Über die Suche nach einem Zimmer kam auch Fabian L. zu einer Hohenheimer Studentenverbindung: der katholischen deutschen Verbindung Carolingia, die ihr Verbindungshaus direkt an der Garbe hat. Obwohl er gerne mal öffentlich mit Vorurteilen über Studentenverbindungen aufräumen würde, will der 20-Jährige seinen vollständigen Namen nicht in der Zeitung lesen. Er befürchtet, dass er dann unangenehme Nachrichten auf Facebook erhält.

Die Älteren sind oft auch Türöffner für Jobs

„Bevor ich in Hohenheim begonnen habe, Wirtschaftswissenschaften zu studieren, hatte ich wenig Kontakt mit Studentenverbindungen“, sagt der gebürtige Heidelberger. Ihm war vor allem wichtig, dass die Verbindung nicht schlagend ist, es also keine Pflicht zum Fechten gibt. Obwohl er mittlerweile nicht mehr im Verbindungshaus an der Garbe wohnt, ist er fast täglich vor Ort. „Ich schätze den Austausch mit den Männern sehr und lerne hier.“

Er vergleicht Studentenverbindungen mit großen Wohngemeinschaften: „Jeder kennt sich, vor Prüfungen leisten wir uns Beistand und nach Partys trinken wir im Haus noch etwas zusammen.“ Er betont das besondere Gemeinschaftsgefühl – so wie dies alle Mitglieder von Studentenverbindungen tun, mit denen man spricht. Es werde Wert darauf gelegt, dass man sich gegenseitig helfe und unterstütze. Außerdem könnten sich die Studenten stets an die Alten Herren wenden, also an Mitglieder, die ihre Studienzeit schon länger hinter sich haben. Diese geben den Jüngeren Tipps oder öffnen ihnen hin und wieder auch eine Tür für eine Praktikumsstelle oder einen festen Job.

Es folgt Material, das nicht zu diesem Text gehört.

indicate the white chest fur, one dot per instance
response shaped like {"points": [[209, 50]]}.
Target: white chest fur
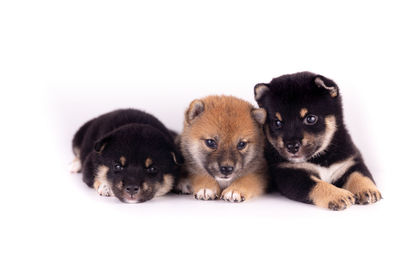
{"points": [[328, 174]]}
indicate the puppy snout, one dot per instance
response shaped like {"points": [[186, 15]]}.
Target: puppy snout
{"points": [[132, 189], [226, 170], [293, 146]]}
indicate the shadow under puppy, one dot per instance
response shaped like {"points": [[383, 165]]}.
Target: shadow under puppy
{"points": [[128, 154], [222, 143], [311, 156]]}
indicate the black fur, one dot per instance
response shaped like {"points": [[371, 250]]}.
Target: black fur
{"points": [[287, 95], [136, 136]]}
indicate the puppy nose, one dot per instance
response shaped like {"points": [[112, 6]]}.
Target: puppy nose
{"points": [[293, 147], [226, 170], [132, 190]]}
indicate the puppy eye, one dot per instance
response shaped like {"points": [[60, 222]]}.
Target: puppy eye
{"points": [[118, 167], [310, 120], [151, 170], [278, 124], [211, 143], [241, 145]]}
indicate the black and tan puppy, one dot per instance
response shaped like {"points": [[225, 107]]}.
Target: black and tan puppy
{"points": [[128, 154], [222, 143], [311, 156]]}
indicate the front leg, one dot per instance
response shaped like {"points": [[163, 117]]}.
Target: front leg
{"points": [[244, 188], [204, 187], [358, 180], [306, 187]]}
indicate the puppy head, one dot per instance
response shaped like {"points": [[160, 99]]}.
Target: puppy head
{"points": [[223, 136], [304, 110], [141, 160]]}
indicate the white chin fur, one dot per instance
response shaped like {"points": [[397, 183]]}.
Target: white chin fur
{"points": [[297, 160], [130, 201], [223, 182]]}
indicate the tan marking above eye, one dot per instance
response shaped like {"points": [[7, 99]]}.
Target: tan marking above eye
{"points": [[303, 112], [122, 160], [279, 116], [148, 162]]}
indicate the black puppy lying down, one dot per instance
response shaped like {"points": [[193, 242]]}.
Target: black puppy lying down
{"points": [[128, 154], [311, 155]]}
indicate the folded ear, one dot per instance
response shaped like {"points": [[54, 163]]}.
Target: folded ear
{"points": [[177, 157], [327, 84], [195, 109], [260, 115], [101, 144], [260, 90]]}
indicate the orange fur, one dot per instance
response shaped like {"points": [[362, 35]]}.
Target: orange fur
{"points": [[363, 188], [230, 120]]}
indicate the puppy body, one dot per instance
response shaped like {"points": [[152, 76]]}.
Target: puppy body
{"points": [[222, 143], [311, 156], [128, 154]]}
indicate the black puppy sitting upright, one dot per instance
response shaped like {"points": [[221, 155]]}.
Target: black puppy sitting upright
{"points": [[128, 154], [311, 155]]}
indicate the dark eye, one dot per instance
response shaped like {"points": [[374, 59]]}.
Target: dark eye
{"points": [[118, 167], [278, 124], [242, 145], [211, 143], [310, 120], [152, 170]]}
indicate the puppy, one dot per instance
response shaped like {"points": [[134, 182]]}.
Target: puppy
{"points": [[311, 156], [128, 154], [222, 144]]}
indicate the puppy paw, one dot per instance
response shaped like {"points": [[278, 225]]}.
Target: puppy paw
{"points": [[233, 196], [368, 196], [206, 194], [104, 190], [75, 166], [341, 202], [184, 187], [363, 188], [326, 195]]}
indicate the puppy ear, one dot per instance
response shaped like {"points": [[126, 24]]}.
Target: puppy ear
{"points": [[260, 90], [327, 84], [101, 144], [177, 157], [260, 115], [195, 109]]}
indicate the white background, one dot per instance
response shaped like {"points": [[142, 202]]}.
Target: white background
{"points": [[63, 62]]}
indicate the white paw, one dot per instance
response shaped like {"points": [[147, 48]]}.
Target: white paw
{"points": [[75, 166], [184, 187], [206, 194], [105, 190], [233, 196]]}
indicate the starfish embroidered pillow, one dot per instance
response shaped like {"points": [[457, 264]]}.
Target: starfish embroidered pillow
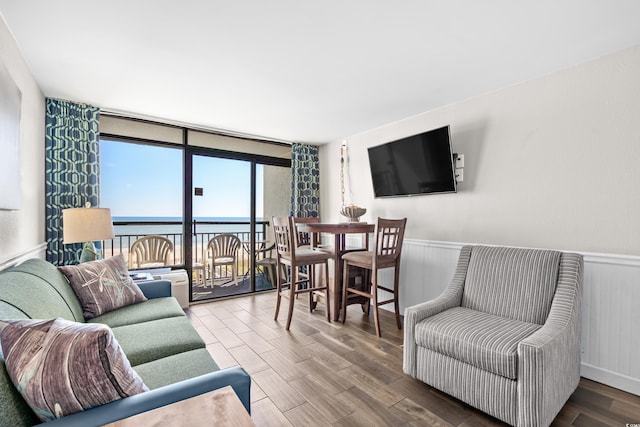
{"points": [[62, 367], [102, 286]]}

Die Mitglieder müssen eine Prüfung bestehen

In Hohenheim kommen auf knapp 10 000 Studenten sechs Studentenverbindungen: die Corps Germania, die Landsmannschaft Württembergia, die Burschenschaft Hohenheimia, die akademische Verbindung Agronomia, die katholische deutsche Verbindung Carolingia sowie die Wingolf-Verbindung Fraternitas Academica. Die ersten drei sind „schlagende Verbindungen“, was bedeutet, dass die Mensur, also das Fechten, dazu gehört.

Wer bei einer Studentenverbindung Mitglied werden will, muss die sogenannte Burschungsprüfung bestehen. Üblicherweise steht diese nach zwei Semestern an; die Mitglieder werden dann vom Fuchs zum Burschen. Dabei werden Lieder abgefragt sowie Wissen über die eigene und andere Verbindungen. Außerdem gibt es Fragen zum aktuellen Zeitgeschehen. Wer besteht, darf sich das dreifarbige Verbindungsband umhängen. Je nach Verbindung tragen die Mitglieder bei gewissen Anlässen zusätzlich eine Kopfbedeckung und festliche Kleidung – das kann ein Anzug oder die Uniform der Verbindung sein.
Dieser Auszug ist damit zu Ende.